製作風景-【準備】鬼毛の毛ごしらえ
製作風景-【準備】鬼毛の毛ごしらえ

今日は十日戎(とおかえびす)なので町内の神社で福笹(吉兆/きっきょう)をいただきました。
弟子の頃に毎年師匠とお参りした思い出がよみがえり1月10日は初心に返ります。

その後、本鬼毛の選別作業と毛ごしらえ。
仕入れたままの未選別の棕櫚繊維は、曲がっていたり縛り癖がついていてそのままでは使えません。水で濡らして写真の機械に通して真っ直ぐに伸ばし、断裁、自然乾燥します。棕櫚箒作りの工程のうち機械化(という程でもないアナログ的機械なのですが)されているのはこの工程と、持ち手の柄(え)に電動ドリルで穴をあける工程くらいです。

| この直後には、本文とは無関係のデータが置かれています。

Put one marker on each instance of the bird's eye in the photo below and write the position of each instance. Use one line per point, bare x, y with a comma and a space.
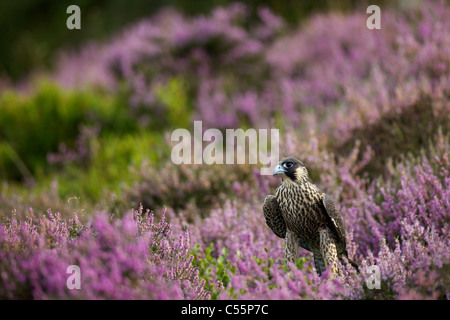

機械のない時代は手作業で繊維を伸ばしていたそうで、そのやり方も習いましたが、力のいる大変な作業です。この機械の正式名称は分からないのですが「毛捌き機(けさばきき)」とよんでいました。棕櫚製縄業でも同じ機械を使います。

かつて町内の鉄工所で製造された機械ですが、今はもう作られていないので弟子の頃に何年も中古を探して入手したものです。箒職人も減りましたが、棕櫚箒作りに必要な道具を作ってくれる町内の鍛冶屋さんや職人さんもほとんどいなくなってしまいました。